StatNameSet Implements a set of StatName with lookup via string_view. Used to remember well-known names during startup, e.g. Redis commands.

Hot Restart

Continuity of stat counters and gauges over hot-restart is supported. This occurs via a sequence of RPCs from parent to child, issued while child is in lame-duck. These RPCs contain a map of stat-name strings to values.

One implementation complexity is that when decoding these names in the child, we must know which segments of the stat names were encoded dynamically. This is implemented by sending an auxiliary map of stat-name strings to lists of spans, where the spans identify dynamic segments.

Dynamic segments are rare, used only by Dynamo, Mongo, IP Tagging Filter, Fault Filter, and x-envoy-upstream-alt-stat-name as of this writing. So in most cases this dynamic-segment map is empty.

Tags and Tag Extraction

TBD

Disabling statistics by substring or regex

TBD

Stats Memory Tests

Regardless of the underlying data structures used to implement statistics, memory usage will grow with the number of hosts and clusters. When a PR is issued that adds new per-host or per-cluster stats, this will have a multiplicative effect on consumed memory. This can become significant for deployments with O(10k) clusters or hosts.

To improve visibility for this memory growth, there are memory-usage integration tests.

If a PR fails the tests in that file due to unexpected memory consumption, it gives the author and reviewer an opportunity to consider the cost/value of the new stats. If the test fails because the new byte-count is lower, then all that's needed is to lock in the improvement by updating the expected values. If the new per-cluster or per-host memory consumption is higher, then we must decide whether the value from the added stats justify the overhead for all Envoy deployments. In either case, we must update the golden values and add a comment to the table in the test indicating the memory impact of each PR.

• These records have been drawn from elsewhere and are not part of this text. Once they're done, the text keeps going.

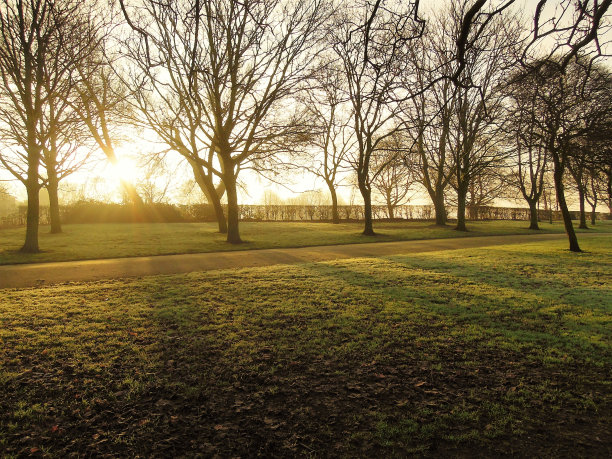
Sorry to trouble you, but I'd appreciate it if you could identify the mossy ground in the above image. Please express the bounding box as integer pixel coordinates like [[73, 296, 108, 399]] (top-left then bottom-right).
[[1, 237, 610, 456]]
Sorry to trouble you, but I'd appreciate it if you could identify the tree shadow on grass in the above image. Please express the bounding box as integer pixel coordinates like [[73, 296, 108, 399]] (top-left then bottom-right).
[[302, 250, 611, 354], [1, 254, 610, 457], [297, 257, 611, 450]]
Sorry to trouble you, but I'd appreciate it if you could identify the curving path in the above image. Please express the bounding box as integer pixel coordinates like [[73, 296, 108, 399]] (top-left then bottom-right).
[[0, 233, 607, 289]]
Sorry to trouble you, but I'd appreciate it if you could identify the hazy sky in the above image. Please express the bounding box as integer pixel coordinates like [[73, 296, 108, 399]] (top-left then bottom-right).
[[0, 0, 608, 209]]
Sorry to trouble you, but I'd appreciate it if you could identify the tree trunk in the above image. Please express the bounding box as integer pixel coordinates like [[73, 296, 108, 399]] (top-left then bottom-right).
[[22, 174, 40, 253], [47, 174, 62, 234], [387, 198, 394, 220], [205, 190, 227, 233], [189, 160, 227, 233], [359, 183, 375, 236], [528, 199, 539, 230], [591, 204, 596, 226], [22, 127, 41, 253], [432, 191, 446, 225], [327, 180, 340, 224], [553, 155, 580, 252], [455, 185, 468, 231], [224, 171, 242, 244], [577, 187, 588, 229], [542, 190, 553, 223]]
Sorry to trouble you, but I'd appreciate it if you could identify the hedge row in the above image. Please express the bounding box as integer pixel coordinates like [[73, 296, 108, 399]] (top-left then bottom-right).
[[0, 200, 603, 228]]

Developers trying to can iterate through changes in these tests locally with:

  bazel test -c opt --test_env=ENVOY_MEMORY_TEST_EXACT=true \
      test/integration:stats_integration_test

Debugging Symbol Table Assertions

If you are visiting this section because you saw a message like:

[...][16][critical][assert] [source/common/stats/symbol_table.cc:341] assert failure:
decode_search != decode_map_.end(). Details: Please see
https://github.com/envoyproxy/envoy/blob/main/source/docs/stats.md#debugging-symbol-table-assertions

then you have come to the right place.

In production, there is generally one SymbolTable per process, except in the 3 or 4 places where IsolatedStoreImpl is deliberately instantiated. In those scenarios, we don't expect names from these stores to be joined together.

In tests, however, most of the Envoy mock structures do not allow any context to be passed into constructors. So each mock structure instance that requires a symbol table must instantiate its own. This is fine if they are truly isolated, but in a number of scenarios, StatNames from different structures are joined together during stat construction. Comingling of StatNames from different symbol tables does not work, and the first evidence of this is usually an assertion on the decode_map_ lookup in SymbolTableImpl::incRefCount.

To avoid this assertion, we must ensure that the symbols being combined all come from the same symbol table. To facilitate this, a test-only global singleton can be instantiated, via either Stats::TestUtil::TestSymbolTable or Stats::TestUtil::TestStore. All such structures use a singleton symbol-table whose lifetime is a single test method. This should resolve the assertion.

Deferred Initialization of Stats

When :ref:enable_deferred_creation_stats <envoy_v3_api_field_config.bootstrap.v3.Bootstrap.deferred_stat_options> is enabled in Bootstrap, for stats that are deferred creation compatible, the actual stats struct creation is deferred to first access of any member of that stats, i.e. instantiation only happens when an invocation on operator "*" or "->" happens.